Feb 222012
 

What’s LARGEADDRESSAWARE?

32 bit processes are by default confined to a 2 GB address space even though a 32 bit address can address up to 4 GB of memory. Remaining 2 GB goes to the Windows Kernel. With LARGEADDRESSAWARE we can bypass this limitation to an extent, this switch will enable a 32 bit process to address up to 3 GB of virtual address space.

The downside of this feature is that Kernel components will be restricted to 1 GB of virtual address space. We advise developers to use this switch only on server machines where just one dedicated application is set to run, for e.g. SQL Server. Its not great to halve kernel memory space on a machine with too many user mode applications or device drivers running in tandem as there will be demand for higher amount of kernel memory.

On Windows XP, some drivers, especially video adapter drivers with onboard RAM, cannot run with the /3GB parameter because they require more address space than the 1 GB kernel address space permits.

While on a 64 bit machine, considering the vast expanse of memory available to us, LARGEADDRESSAWARE flag is turned on by default for a process this way a 32 bit process gets the entire 4 GB address space on a 64 bit machine. Well known desktop 32bit applications like Visual Studio has this switch enabled because most of the new machines we purchase are 64 bit machines and this way Visual Studio benefits automatically. This switch is harmless on a 32 bit machine which doesn’t have /3GB OS switch enabled.

How to enable LARGEADDRESSAWARE?

Application

The command to enable large address aware is as follows…

EditBin /LARGEADDRESSAWARE NotePad.exe

How to check if the above command worked or not? Run the above executable (in our case NotePad.exe) with DumpBin.exe.

C:\> DumpBin /Headers NotePad.exe

FILE HEADER VALUES
14C machine (x86)
4 number of sections
4BA1DC16 time date stamp Thu Mar 18 02:53:58 2010
0 file pointer to symbol table
0 number of symbols
E0 size of optional header
122 characteristics
Executable
Application can handle large (>2GB) addresses
32 bit word machine

See highlighted line.

Changes to boot.ini

Please add /3GB switch as shown below to a boot entry that you’d like to configure…

multi(0)disk(0)rdisk(0)partition(1)\WINDOWS="Windows Server 2003, Enterprise" /fastdetect /3GB

  3 Responses to “How to enable LARGEADDRESSAWARE?”

  1. Hi Nibu,
    I have a query related to it. When I build my .Net application (Class Library Project) in Visual Studio 2017, LargeAddressAware is enabled and verified it by using dumpbin. When I run my CI job on same application using jenkins then I found that LargeaddressAware is disabled. Please tell me the reason of it.

    If there is any way to set LargeAddressAware Programmatically then let me know.

  2. Hi Nibu,

    One doubt, what was the purpose of having the LARGEADDRESSAWARE flag in a 32 bit environment. No matter the flag is specified or not, in a 32 bit process, the pointers will be capable of handling 2^32 addresses right? But of course the upper 2B is reserved for kernel. Are you saying that even if I start the OS with /3GB switch, my application cannot use the memory after 2GB unless this flag is specified?

    • Hi Naveen,

      >> One doubt, what was the purpose of having the LARGEADDRESSAWARE flag in a 32 bit environment.
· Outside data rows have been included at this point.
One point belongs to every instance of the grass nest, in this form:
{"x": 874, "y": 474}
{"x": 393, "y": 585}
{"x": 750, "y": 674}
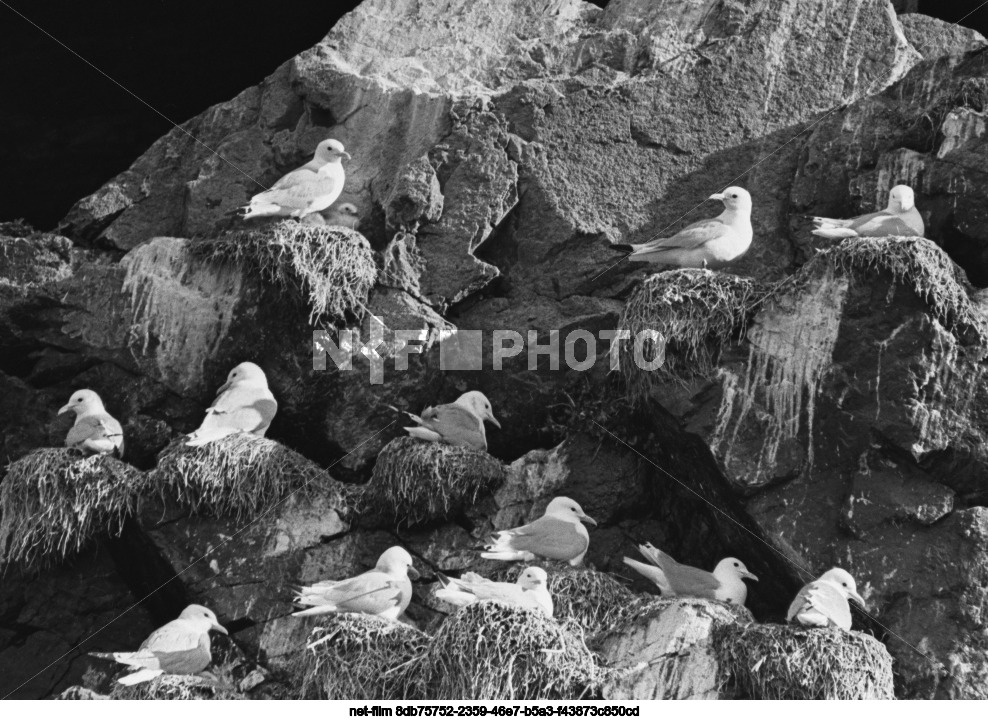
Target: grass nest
{"x": 417, "y": 481}
{"x": 355, "y": 656}
{"x": 54, "y": 500}
{"x": 769, "y": 661}
{"x": 241, "y": 475}
{"x": 492, "y": 651}
{"x": 692, "y": 313}
{"x": 330, "y": 269}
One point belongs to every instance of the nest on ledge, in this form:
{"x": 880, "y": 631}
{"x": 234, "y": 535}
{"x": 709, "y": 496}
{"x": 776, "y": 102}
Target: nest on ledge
{"x": 54, "y": 500}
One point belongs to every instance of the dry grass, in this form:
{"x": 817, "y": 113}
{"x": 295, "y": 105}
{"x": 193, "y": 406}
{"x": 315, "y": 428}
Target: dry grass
{"x": 331, "y": 269}
{"x": 353, "y": 656}
{"x": 768, "y": 661}
{"x": 240, "y": 475}
{"x": 416, "y": 482}
{"x": 693, "y": 312}
{"x": 491, "y": 651}
{"x": 54, "y": 500}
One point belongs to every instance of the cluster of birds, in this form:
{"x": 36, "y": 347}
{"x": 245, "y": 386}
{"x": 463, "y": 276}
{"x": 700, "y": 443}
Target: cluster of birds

No matter the flag is specified or not, in a 32 bit process, the pointers will be capable of
      >> handling 2^32 addresses right?
      LARGEADDRESSAWARE enables an application to use 3GB memory which is within limits of 2^32 (4GB).

      >> Are you saying that even if I start the OS with /3GB switch, my application cannot use the memory after 2GB unless this flag is specified?
      The flag tells the OS to increase user mode address space by 1 GB and make it 3GB and make kernel mode 1 GB, but this can cause issues with applications which hasn’t ‘requested’ for a larger address space. Hence the designers chose to allow only those applications to see the extra 1GB space which has requested for the extra space. So how to request for this space: via LARGEADDRESSAWARE flag which in turn adds IMAGE_FILE_LARGE_ADDRESS_AWARE to the image header.

      So what happens to the applications which hasn’t requested the extra 1GB space? They continue to use 2GB, the 1GB remains invisible to the app, which means the memory is wasted. Why is it wasted? Neither kernel nor the user mode app is using it.

      LARGEADDRESSAWARE and /3GB work in tandem. Its good for server machines which run SQL server or other heavy apps. Sometimes good with Visual Studio which loads a huge number of projects.